We do see an effect for nonsubject antecedents in a sequential clause chain to favor pronoun expression (β = 2.13, p < 0.01). In this context, the subject is almost categorically a pronoun. We see this in (20), where the function of the antecedent of the third-person dual subject duru is a possessor, as indicated by the suffix -ru on the possessive classifier go- (indexed k).

In sum, this means that zero subjects are largely restricted to contexts of temporal-sequencing (cf., Table 3). But even within this context, the pronominal form is still favored. This is parallel to our finding regarding antecedent distance where the zero form is largely restricted to one clause distance, but most subjects with antecedent subjects in the preceding clause are also pronouns rather than zero. The most obvious explanation is that pronouns are just so predominant as a referential choice that such functional distinctions are not picked up through this choice. At most we can identify same-subject chains as a context that allows zero expression more often than other constellations.

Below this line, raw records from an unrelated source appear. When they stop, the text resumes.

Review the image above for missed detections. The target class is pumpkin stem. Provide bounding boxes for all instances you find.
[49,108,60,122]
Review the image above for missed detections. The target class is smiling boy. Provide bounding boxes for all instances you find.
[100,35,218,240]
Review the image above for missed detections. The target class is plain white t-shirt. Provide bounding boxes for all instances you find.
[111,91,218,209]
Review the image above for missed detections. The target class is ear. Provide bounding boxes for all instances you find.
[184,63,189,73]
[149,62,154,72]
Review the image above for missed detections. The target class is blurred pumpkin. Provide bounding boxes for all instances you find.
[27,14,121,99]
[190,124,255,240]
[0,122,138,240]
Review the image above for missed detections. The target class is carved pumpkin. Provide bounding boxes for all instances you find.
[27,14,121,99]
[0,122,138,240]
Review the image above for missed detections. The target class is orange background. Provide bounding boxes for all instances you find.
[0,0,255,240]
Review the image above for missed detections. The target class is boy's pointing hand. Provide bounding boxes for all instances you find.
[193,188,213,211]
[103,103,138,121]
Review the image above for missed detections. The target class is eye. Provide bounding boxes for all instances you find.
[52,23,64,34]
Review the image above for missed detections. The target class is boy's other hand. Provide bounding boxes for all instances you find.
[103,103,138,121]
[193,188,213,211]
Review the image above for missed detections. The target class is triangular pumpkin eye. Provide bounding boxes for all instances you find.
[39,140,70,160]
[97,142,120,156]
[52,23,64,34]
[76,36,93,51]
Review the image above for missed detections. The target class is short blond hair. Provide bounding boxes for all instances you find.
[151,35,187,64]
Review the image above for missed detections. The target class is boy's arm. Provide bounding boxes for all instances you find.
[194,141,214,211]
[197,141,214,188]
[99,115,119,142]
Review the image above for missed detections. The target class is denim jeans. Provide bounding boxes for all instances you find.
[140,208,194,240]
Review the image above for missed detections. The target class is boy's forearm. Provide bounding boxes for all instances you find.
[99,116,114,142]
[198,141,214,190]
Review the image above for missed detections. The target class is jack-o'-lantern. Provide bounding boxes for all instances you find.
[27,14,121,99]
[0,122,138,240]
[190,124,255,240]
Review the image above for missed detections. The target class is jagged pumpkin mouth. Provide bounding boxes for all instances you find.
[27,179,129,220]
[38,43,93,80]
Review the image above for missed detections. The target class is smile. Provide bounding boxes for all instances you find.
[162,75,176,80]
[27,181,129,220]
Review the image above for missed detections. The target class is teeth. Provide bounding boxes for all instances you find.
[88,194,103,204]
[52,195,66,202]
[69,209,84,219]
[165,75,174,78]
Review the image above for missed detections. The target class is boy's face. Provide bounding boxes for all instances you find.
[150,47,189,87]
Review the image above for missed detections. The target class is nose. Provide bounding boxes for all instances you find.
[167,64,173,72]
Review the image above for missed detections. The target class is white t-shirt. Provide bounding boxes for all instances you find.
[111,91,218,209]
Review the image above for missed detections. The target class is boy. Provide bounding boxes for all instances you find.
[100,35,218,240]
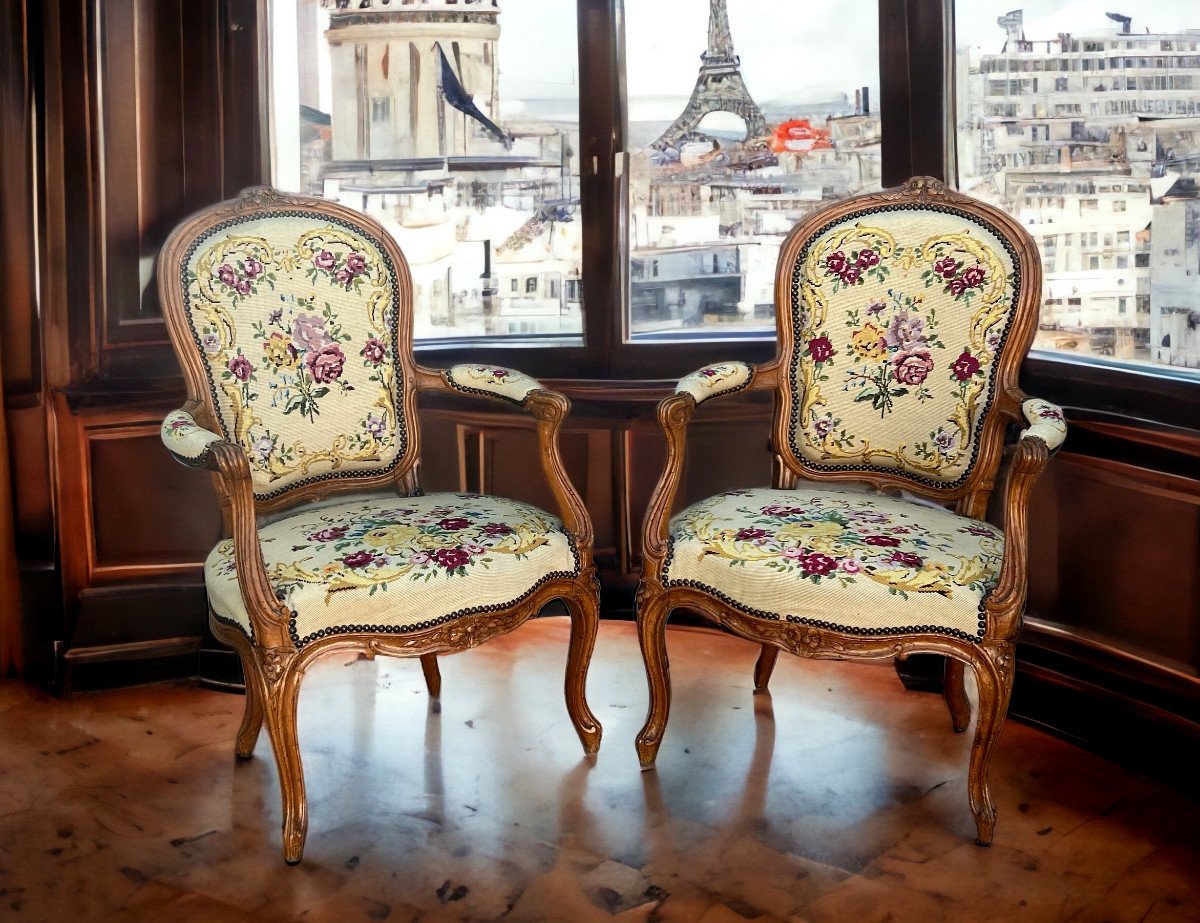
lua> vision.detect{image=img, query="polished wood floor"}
[0,618,1200,923]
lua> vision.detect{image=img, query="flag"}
[438,44,512,148]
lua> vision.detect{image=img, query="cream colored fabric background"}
[178,216,404,496]
[204,493,578,641]
[788,209,1014,483]
[665,486,1003,637]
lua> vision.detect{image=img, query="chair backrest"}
[158,187,418,508]
[775,178,1042,499]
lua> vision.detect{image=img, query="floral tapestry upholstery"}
[786,204,1021,486]
[1021,397,1067,451]
[676,362,754,404]
[204,493,580,646]
[664,486,1004,641]
[180,210,407,499]
[445,365,541,403]
[160,410,221,463]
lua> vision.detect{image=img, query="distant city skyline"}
[954,0,1200,54]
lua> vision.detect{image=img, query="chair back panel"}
[778,181,1040,496]
[160,190,416,502]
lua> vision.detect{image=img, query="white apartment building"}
[958,8,1200,365]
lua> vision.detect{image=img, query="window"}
[270,0,583,340]
[624,0,881,341]
[954,0,1200,370]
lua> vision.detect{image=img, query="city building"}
[956,10,1200,367]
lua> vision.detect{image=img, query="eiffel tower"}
[652,0,768,149]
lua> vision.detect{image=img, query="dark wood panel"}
[1030,452,1200,672]
[86,422,221,566]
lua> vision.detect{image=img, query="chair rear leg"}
[637,594,671,769]
[942,657,971,733]
[258,659,308,865]
[421,654,442,699]
[234,652,263,760]
[563,588,604,754]
[967,641,1013,846]
[754,645,779,695]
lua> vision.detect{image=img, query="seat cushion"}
[665,486,1004,640]
[204,493,580,646]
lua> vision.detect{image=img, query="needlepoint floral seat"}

Clause connectives: Clauses with a connective are significantly more likely to have subjects expressed as pronouns (β = 1.02, p < 0.01). This is in sharp contrast to findings from other studies, for example, see Torres Cacoullos and Travis (Reference Torres Cacoullos and Travis2019:659–65) for discussion and references. While in cases like (20), the connective is used with a shifted subject, connectives are also found in same-subject chains, as in (21).

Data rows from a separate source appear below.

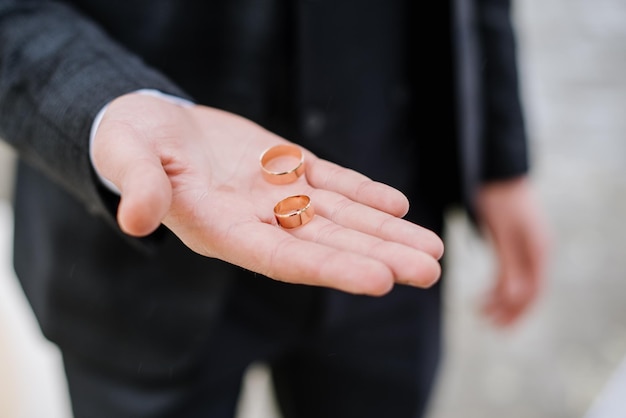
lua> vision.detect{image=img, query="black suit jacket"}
[0,0,527,374]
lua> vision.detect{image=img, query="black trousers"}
[64,207,441,418]
[64,276,441,418]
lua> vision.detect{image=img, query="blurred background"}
[0,0,626,418]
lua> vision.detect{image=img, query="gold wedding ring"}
[261,144,304,184]
[274,195,315,229]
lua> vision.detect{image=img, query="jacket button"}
[303,109,326,138]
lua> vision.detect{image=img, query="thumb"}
[117,159,172,236]
[92,126,172,237]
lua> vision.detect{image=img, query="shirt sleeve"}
[0,0,191,217]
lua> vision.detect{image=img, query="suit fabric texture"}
[0,0,528,416]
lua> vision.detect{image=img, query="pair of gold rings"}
[260,144,315,229]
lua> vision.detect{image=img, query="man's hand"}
[477,178,549,326]
[93,94,443,295]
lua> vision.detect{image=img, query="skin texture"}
[477,177,550,327]
[93,94,443,295]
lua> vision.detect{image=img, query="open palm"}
[93,94,443,295]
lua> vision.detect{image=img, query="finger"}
[306,154,409,217]
[94,127,172,236]
[291,215,441,287]
[312,190,444,259]
[220,221,394,295]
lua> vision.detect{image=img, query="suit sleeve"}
[0,0,188,217]
[477,0,529,181]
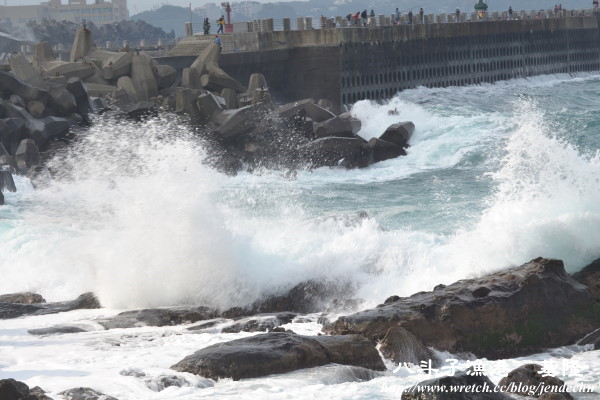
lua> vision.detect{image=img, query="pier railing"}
[226,9,598,33]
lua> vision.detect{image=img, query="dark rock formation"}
[0,292,46,304]
[171,333,385,380]
[324,258,600,359]
[573,259,600,302]
[0,379,52,400]
[221,313,296,333]
[59,388,117,400]
[0,293,100,319]
[95,307,216,329]
[379,122,415,147]
[379,326,439,367]
[498,364,573,400]
[402,369,511,400]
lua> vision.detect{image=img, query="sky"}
[0,0,592,15]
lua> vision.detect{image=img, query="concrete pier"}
[160,12,600,107]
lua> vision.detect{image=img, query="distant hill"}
[131,0,592,36]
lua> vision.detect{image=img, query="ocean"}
[0,74,600,400]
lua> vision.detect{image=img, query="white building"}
[0,0,129,26]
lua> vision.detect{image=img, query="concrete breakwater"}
[160,13,600,111]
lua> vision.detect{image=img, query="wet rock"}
[0,292,46,304]
[379,326,439,367]
[313,116,361,138]
[573,258,600,301]
[48,86,77,115]
[324,258,600,359]
[0,379,52,400]
[196,93,223,122]
[171,333,385,380]
[298,137,368,168]
[250,281,354,315]
[0,71,49,104]
[498,364,573,400]
[0,293,100,319]
[379,121,415,147]
[8,54,46,89]
[221,313,296,333]
[0,167,17,193]
[67,78,92,115]
[367,138,406,163]
[95,307,216,329]
[123,101,157,118]
[26,165,52,189]
[59,388,117,400]
[214,106,256,140]
[15,139,40,174]
[155,65,177,89]
[402,369,511,400]
[27,101,46,118]
[577,329,600,350]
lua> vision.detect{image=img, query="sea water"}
[0,75,600,400]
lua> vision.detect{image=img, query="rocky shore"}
[0,258,600,400]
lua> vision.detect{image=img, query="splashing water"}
[0,73,600,308]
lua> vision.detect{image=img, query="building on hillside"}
[0,0,129,26]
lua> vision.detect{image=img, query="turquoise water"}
[0,75,600,308]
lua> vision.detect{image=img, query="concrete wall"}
[159,14,600,105]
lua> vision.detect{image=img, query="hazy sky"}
[0,0,592,15]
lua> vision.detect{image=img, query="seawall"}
[155,14,600,105]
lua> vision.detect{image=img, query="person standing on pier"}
[217,15,225,33]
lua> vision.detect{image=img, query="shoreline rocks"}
[171,332,385,381]
[324,258,600,359]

One possible explanation for the frequent use of pronouns after connectives is that connectives in Vera'a always bear discourse-structuring functions rather than coordinating and sequencing meanings: for instance, ē has the effect of concluding a quintessence of what was said before and turn to the following events. It is in this sense not immediately comparable to many of the clause connectives in English, in particular not and. Specifically, temporally sequenced clause chains in Vera'a are always asyndetic, including final segments, which is where connective and in English is extremely common.

TAMP expression: TAMP morphology, including rudimentary subject agreement, comes out as significant in our model, with both of our theoretical predictions borne out. Overall clitics are favored to have a pronominal host and number expression is favored to occur once per clause. Pronouns are more likely when the TAMP marker is a clitic, and there is no subject agreement (β = 0.99, p < 0.01). Hence, examples like (22) where the TAMP marker has a pronominal host and subject number is expressed only once are favored over those in (7), repeated here.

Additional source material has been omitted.